On Tuesday, students at Julia R. Masterman Laboratory and Demonstration School in Philadelphia kicked-off the new school year with a speech from President Obama. Students at the nationally ranked 2010 Blue Ribbon magnet school were told by the President that they are in charge of their destiny and that nothing in life is beyond their reach.

For the second year in a row, the President has addressed students as they head back to school. But this year’s address differed in one significant way. Prior to last year’s speech, the federal Department of Education sent out a letter to school leaders across the country informing them of the President’s speech and providing lesson plans for teachers. Notably, the lesson plans suggested having students “write letters to themselves about what they can do to help the president.” This, understandably, created an outcry from parents concerned about political indoctrination.

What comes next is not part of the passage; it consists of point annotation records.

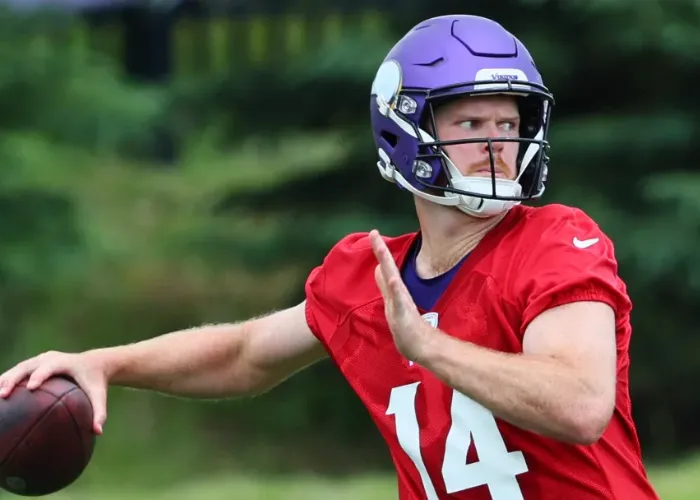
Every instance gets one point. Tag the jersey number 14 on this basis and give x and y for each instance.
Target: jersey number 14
(497, 467)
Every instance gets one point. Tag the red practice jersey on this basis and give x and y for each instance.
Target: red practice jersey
(443, 444)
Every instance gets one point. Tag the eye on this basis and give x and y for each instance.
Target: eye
(509, 126)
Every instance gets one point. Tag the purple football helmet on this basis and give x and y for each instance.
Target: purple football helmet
(442, 58)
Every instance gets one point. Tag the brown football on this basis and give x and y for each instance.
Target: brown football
(46, 437)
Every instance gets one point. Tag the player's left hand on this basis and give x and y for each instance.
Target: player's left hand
(407, 326)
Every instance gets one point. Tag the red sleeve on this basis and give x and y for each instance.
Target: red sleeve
(571, 260)
(326, 288)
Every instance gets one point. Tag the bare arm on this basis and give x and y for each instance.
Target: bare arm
(562, 386)
(216, 361)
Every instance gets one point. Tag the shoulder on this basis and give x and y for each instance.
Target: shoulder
(559, 230)
(566, 257)
(548, 220)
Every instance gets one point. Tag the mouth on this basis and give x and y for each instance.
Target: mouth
(487, 173)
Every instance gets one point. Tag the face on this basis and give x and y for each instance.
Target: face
(479, 117)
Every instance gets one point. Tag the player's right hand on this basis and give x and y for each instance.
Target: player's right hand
(86, 369)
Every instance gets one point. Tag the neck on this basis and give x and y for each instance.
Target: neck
(447, 236)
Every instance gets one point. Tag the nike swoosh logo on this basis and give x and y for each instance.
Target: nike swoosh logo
(585, 243)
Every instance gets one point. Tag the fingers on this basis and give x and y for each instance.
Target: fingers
(40, 368)
(383, 255)
(12, 377)
(96, 391)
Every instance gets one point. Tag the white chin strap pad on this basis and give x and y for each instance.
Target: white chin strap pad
(484, 207)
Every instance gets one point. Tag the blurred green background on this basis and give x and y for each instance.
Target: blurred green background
(171, 164)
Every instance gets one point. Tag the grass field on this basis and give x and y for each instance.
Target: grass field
(679, 482)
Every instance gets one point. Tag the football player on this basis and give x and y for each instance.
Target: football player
(490, 347)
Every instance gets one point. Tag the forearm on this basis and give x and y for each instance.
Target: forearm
(198, 362)
(537, 393)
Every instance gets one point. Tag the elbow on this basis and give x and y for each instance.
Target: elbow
(587, 425)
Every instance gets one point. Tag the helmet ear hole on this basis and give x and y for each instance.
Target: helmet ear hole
(391, 139)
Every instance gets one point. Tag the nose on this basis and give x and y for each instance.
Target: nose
(497, 146)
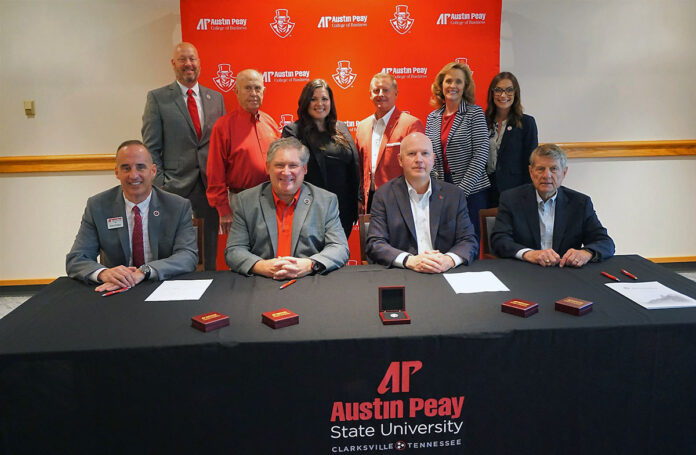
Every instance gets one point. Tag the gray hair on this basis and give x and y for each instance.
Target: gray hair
(549, 150)
(387, 76)
(288, 143)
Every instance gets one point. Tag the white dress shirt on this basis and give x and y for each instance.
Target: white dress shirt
(420, 209)
(147, 251)
(547, 216)
(196, 96)
(378, 128)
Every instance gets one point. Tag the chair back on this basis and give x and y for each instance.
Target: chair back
(363, 226)
(486, 223)
(198, 224)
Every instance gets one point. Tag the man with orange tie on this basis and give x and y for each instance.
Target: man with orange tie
(379, 136)
(286, 228)
(139, 231)
(177, 122)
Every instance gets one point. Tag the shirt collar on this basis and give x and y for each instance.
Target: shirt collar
(142, 206)
(413, 194)
(539, 199)
(386, 116)
(184, 89)
(278, 201)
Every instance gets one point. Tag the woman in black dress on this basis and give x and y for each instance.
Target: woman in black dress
(333, 157)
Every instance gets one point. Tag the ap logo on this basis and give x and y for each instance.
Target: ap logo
(281, 24)
(285, 119)
(464, 61)
(224, 81)
(402, 21)
(344, 76)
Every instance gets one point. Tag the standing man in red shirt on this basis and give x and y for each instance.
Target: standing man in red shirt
(238, 146)
(379, 136)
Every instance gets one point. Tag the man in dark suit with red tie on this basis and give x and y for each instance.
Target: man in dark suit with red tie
(379, 136)
(177, 122)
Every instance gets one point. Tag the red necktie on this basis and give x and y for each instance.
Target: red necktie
(193, 110)
(137, 247)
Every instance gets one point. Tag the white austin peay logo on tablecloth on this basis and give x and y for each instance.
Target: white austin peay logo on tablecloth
(281, 25)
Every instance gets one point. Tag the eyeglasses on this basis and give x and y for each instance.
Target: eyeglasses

This year, the Department of Education was careful to leave its prescriptions out of any pre-address promotion. But unfortunately, the Obama Administration is orchestrating a far-greater overreach into what children are taught in local schools.

Over the past year, the Administration has been staging a significant overreach into states’ educational decision-making authority, bypassing normal legislative procedure, and pushing state leaders to adopt national education standards and tests without a single vote in Congress. The push has also been taking place without input from parents and taxpayers.

But as four decades of ever-increasing federal involvement in education have proven, students will be no better off as a result, and parents will have lost one of their most important tools in overseeing their children’s education: control over the educational standards and tests paid for and determined at the state and local levels.

President Obama also said the following during his remarks to Masterman students on Tuesday:

Nobody gets to write your destiny but you. Your future is in your hands. Your life is what you make of it. And nothing—absolutely nothing—is beyond your reach. So long as you’re willing to dream big. So long as you’re willing to work hard. So long as you’re willing to stay focused on your education.

These words must have certainly rung hallow with the parents and children of the embattled D.C. Opportunity Scholarship Program (DCOSP), who have had to watch as the President stood by while liberal members of Congress—supported generously by special interests groups such as the teachers’ unions—began phasing out the successful voucher program. For hundreds of low-income D.C. children who had scholarships yanked out of their hands by the Obama Administration, something has clearly been beyond their reach: a chance at a quality education.

The President went on to say: “More and more, the kinds of opportunities that are open to you will be determined by how far you go in school. In other words, the farther you go in school, the farther you’ll go in life.”

And here, President Obama is right. The benefits of educational attainment are well-documented. Dr. Patrick Wolf of the University of Arkansas, the principal investigator for the federally mandated fourth and final evaluation of the DCOSP, found that students who graduate high school earn more money, live longer, and are less likely to be unemployed or convicted of a crime.

Which makes the success of the DCOSP—and the promise for other nascent school choice programs across the country—so promising. While the graduation rate for students trapped in the failing D.C. Public School System stands at just 49 percent, students who used a voucher to attend a private school thanks to the DCOSP had a 91 percent graduation rate. Thanks to their educational opportunities, these students’ opportunities for a healthy and prosperous life have been elevated.

We can only hope that if President Obama decides to deliver another back-to-school speech this time next year, he chooses to address students in the District, whose lives hang in the balance because of his refusal to stand up for their chance at a bright educational future.